ST. LOUIS, Mo. — the Board of Elections is apologizing for the inconvenience to voters at 23 voting locations. Authorities were considering whether they could keep polls open beyond the normal closing time 7 p.m. to give people more opportunities to cast their votes after some polling stations ran out of ballots.
Sources say St. Louis County Election Board is appealing Judge Maura McShane decision to close polls at 7 p.m. as scheduled.
@stloday— stevegiegerich (@stevegiegerich) April 5, 2016
Eric Fey, the St. Louis County Director of Elections told FOX 2 News that at polling places with more than one ballot style, the election board flipped the numbers of how many ballots for each style were supposed to go to a particular precinct. That meant some stations had too many of one ballot style and too few of another.
Fey said workers are still trying to track down the exact source of the problem, but it is definitely a database error of some sort.

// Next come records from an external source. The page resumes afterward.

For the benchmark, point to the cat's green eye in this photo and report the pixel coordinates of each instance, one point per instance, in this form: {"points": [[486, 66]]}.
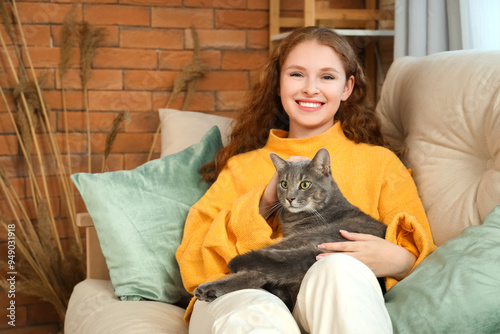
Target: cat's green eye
{"points": [[305, 185]]}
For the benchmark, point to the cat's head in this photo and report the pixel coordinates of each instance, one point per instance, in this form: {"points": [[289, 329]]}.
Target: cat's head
{"points": [[304, 186]]}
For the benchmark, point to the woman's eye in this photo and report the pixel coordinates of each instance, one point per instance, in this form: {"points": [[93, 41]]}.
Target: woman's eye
{"points": [[305, 185]]}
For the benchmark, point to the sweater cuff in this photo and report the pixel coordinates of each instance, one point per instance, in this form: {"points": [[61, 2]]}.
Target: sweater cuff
{"points": [[404, 230]]}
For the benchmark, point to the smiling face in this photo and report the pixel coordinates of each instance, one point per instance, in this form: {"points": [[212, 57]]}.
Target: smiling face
{"points": [[312, 84]]}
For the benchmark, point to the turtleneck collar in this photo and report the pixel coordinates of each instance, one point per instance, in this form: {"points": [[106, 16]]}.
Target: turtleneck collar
{"points": [[279, 142]]}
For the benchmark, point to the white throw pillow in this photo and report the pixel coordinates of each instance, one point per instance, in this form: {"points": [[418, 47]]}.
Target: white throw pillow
{"points": [[445, 109], [181, 129]]}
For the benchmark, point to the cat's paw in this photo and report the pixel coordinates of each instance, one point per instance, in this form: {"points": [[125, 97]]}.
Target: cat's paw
{"points": [[207, 292], [238, 263]]}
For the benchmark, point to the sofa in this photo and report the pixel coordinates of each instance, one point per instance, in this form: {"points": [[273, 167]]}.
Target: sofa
{"points": [[442, 111]]}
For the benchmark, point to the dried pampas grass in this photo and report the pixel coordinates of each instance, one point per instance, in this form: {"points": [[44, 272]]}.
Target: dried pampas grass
{"points": [[43, 268], [110, 138], [90, 37], [187, 79]]}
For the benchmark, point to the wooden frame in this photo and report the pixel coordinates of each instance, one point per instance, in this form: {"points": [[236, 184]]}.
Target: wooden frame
{"points": [[96, 263]]}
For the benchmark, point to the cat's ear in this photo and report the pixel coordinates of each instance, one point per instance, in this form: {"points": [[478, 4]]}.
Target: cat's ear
{"points": [[278, 162], [322, 161]]}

Voters in both Kansas City and St. Louis are deciding whether to renew the decades-old earnings tax.
The tax requires those who work in Kansas City or St. Louis to pay a 1 percent tax on their pay. Because nonresidents also must pay, thousands of commuters from the neighboring states of Kansas and Illinois are affected.

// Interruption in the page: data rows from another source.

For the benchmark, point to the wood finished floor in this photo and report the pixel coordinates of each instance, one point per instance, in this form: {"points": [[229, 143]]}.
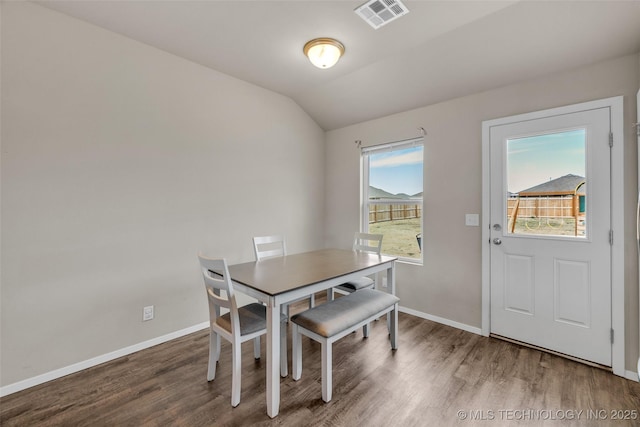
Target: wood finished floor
{"points": [[436, 372]]}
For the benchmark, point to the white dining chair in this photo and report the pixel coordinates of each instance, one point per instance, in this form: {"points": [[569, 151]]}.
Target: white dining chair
{"points": [[362, 242], [266, 247], [238, 325]]}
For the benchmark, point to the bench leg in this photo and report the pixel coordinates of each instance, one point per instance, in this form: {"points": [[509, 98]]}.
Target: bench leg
{"points": [[327, 370], [393, 316], [236, 363], [256, 348], [296, 353], [283, 350]]}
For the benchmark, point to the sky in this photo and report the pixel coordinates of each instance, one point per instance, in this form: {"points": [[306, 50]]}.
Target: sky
{"points": [[398, 171], [537, 159]]}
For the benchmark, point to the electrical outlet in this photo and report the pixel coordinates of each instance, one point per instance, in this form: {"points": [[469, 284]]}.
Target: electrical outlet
{"points": [[472, 220], [147, 313]]}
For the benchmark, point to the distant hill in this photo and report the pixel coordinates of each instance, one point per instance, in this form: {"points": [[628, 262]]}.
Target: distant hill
{"points": [[378, 193]]}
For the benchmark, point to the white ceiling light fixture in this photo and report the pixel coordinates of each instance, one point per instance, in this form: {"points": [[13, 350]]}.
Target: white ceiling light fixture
{"points": [[323, 52], [380, 12]]}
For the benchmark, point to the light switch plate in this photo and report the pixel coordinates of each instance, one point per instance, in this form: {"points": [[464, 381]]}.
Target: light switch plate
{"points": [[472, 220]]}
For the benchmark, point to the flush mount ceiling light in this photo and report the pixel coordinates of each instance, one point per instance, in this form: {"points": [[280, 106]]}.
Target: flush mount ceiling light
{"points": [[380, 12], [323, 52]]}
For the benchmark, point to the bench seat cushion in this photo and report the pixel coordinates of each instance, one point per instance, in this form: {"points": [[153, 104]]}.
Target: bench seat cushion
{"points": [[345, 312], [357, 284]]}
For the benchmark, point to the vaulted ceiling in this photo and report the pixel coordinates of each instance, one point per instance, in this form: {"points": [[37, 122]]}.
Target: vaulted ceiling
{"points": [[438, 51]]}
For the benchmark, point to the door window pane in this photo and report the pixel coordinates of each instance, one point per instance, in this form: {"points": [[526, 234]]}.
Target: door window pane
{"points": [[547, 184]]}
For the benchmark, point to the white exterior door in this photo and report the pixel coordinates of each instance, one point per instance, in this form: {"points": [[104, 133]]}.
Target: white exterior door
{"points": [[550, 233]]}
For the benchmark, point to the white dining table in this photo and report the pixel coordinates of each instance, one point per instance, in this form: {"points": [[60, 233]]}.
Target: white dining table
{"points": [[279, 280]]}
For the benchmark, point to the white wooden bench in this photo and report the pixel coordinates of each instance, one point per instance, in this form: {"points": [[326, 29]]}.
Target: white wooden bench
{"points": [[327, 323]]}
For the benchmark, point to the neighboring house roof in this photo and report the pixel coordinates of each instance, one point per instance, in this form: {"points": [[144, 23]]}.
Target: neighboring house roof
{"points": [[565, 185]]}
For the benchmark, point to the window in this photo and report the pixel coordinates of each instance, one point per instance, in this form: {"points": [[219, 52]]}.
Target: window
{"points": [[392, 177]]}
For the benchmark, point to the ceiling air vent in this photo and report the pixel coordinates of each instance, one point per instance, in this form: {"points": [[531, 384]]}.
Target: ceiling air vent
{"points": [[380, 12]]}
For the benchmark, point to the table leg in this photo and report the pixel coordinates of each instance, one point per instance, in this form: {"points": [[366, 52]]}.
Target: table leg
{"points": [[273, 359], [391, 278]]}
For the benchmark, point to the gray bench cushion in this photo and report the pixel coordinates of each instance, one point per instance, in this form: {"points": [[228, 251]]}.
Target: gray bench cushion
{"points": [[345, 312]]}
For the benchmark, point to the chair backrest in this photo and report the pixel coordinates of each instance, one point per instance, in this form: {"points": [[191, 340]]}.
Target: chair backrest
{"points": [[269, 246], [365, 242], [216, 279]]}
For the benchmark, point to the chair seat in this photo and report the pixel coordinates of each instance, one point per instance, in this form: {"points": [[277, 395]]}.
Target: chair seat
{"points": [[357, 284], [252, 319]]}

Voters overwhelmingly embraced renewing the tax five years ago.
Supporters in both cities say losing the revenue would mean cuts in services. Opponents counter that the tax is unfair and drives businesses and workers to the suburbs, and that eliminating it would force the cities to weed out fraud and redundant services.
Voter rejection of the tax would phase it out over a decade by one-tenth of a percent each year.